Both scores have been validated with respect to adverse clinical outcome in a large population-based cohort (20,067 patients) undergoing PCI with similar c-statistics for predicting one-year mortality, when added to simple baseline characteristics, of 0.85 and 0.84 for the APPROACH and BARI scores respectively [
22]. For both these angiographic scores their validity is based predominantly on left anterior descending and right coronary artery infarctions. Challenges in the electrocardiographic diagnosis of circumflex occlusion leads to under-representation of this category of infarction [
45].
The BARI score is more precise than the modified APPROACH score but is also more time-consuming. The modified APPROACH score on the other hand is subject to more observer variability. This study also reflects the broader variability of the latter compared to the former on Bland-Altman analysis. Whilst the BARI score takes into consideration stenotic lesions >50% and the Modified APPROACH score considers a lesion >70% as being significant, in the context of acute STEMI this difference in scoring is not manifest as the culprit vessel is occluded. The Modified APPROACH score is based on fixed assumptions of the myocardium at risk subtended by the location of a lesion in the coronary artery and hence clustering of high, intermediate and lower values can be seen when compared with CE-SSFP. There was no difference, however, in clinical outcomes and the absolute extent of infarction or in relation to MaR as estimated by either angiographic score or CE-SSFP. In addition, there was no difference in extent of infarction when adjusted for angiographically-evident collateralization. These data thus indicate that despite the precision of the BARI score, both angiographic techniques for estimating the size of MaR appeared to be clinically equivalent in this study.
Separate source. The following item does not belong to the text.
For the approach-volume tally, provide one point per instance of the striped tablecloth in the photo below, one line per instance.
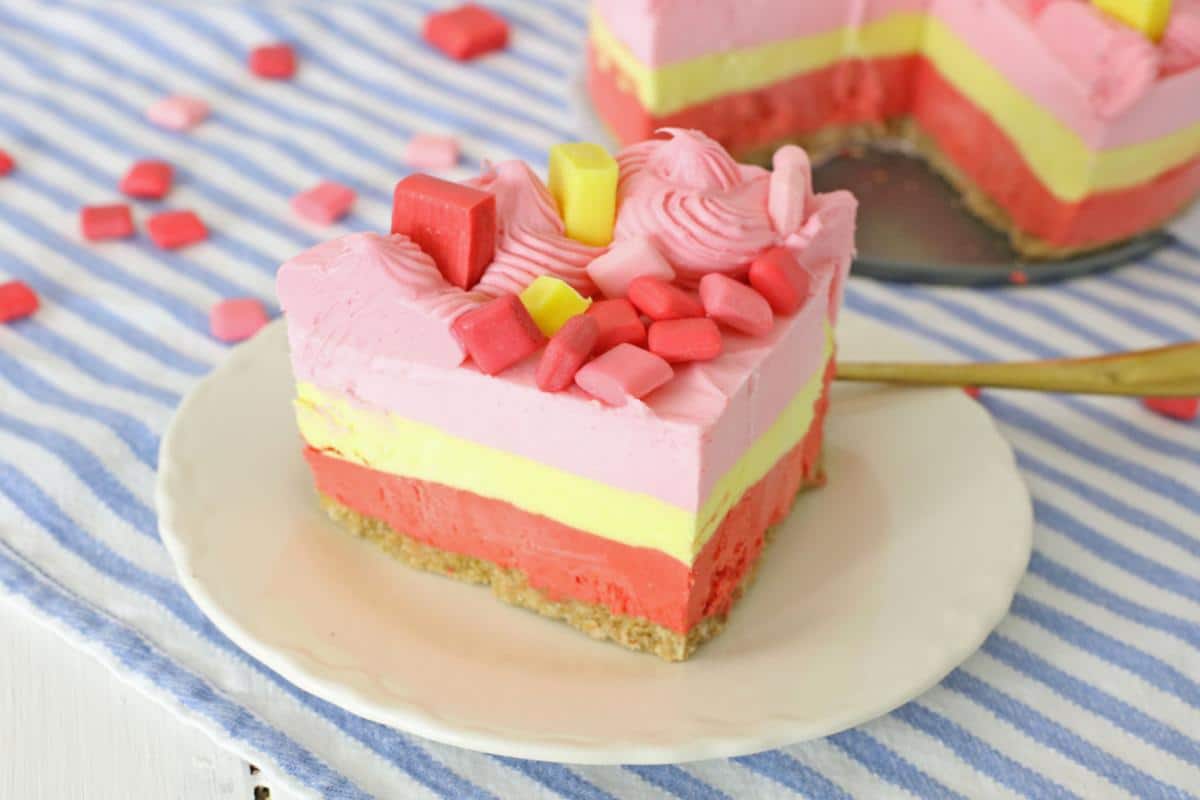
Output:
(1090, 687)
Angiographic risk scores have been used to validate single-photon emission computed tomography as well as T2 weighted CMR [
7,
46].
This study was not able to disprove the hypothesis that there was no difference between angiographic scoring and CE-SSFP for the assessment of MaR, hence validating its use for this purpose. The close correlation between the angiographic and CE-SSFP measurements of myocardial area at risk adds further support that CE-SSFP may be a useful tool in studies investigating interventional, pharmacological and cardioprotective therapies in STEMI. These data and the practicality of adding early contrast enhancement to standard SSFP protocols, makes this a widely applicable method.
Limitations
The study was a single center retrospective analysis and thus subject to selection bias that may limit its external validity. The study was a post-hoc analysis from a parent study that was powered for clinical endpoints and so the analysis presented here is open to type 2 error. The results may have been influenced by the post-conditioning protocol and presence of collateral blood supply. The post-conditioning protocol, however, did not affect the overall infarct size. Furthermore, as infarct size was similar, an analysis on the differential predictive capacity for the techniques and infarct size based on therapy could not be performed
The angiographic jeopardy scores are based on anatomical assumptions and the relationships between these and other scoring systems in predicting clinical outcome is unclear.
No semi-quantitative method was used to determine MaR with the CE-SSFP sequence since the signal intensity difference between remote myocardium and MaR is small and makes it difficult to choose a fixed threshold value. Nevertheless, the inter-observer variability was excellent between the image readers. However, a new freely available semi-automatic software for estimating MaR using CE-SSFP has recently been validated and published [
19]. This program can be used in all major vendors and can further decrease variability as well as increase the accuracy in estimating MaR for future reperfusion studies.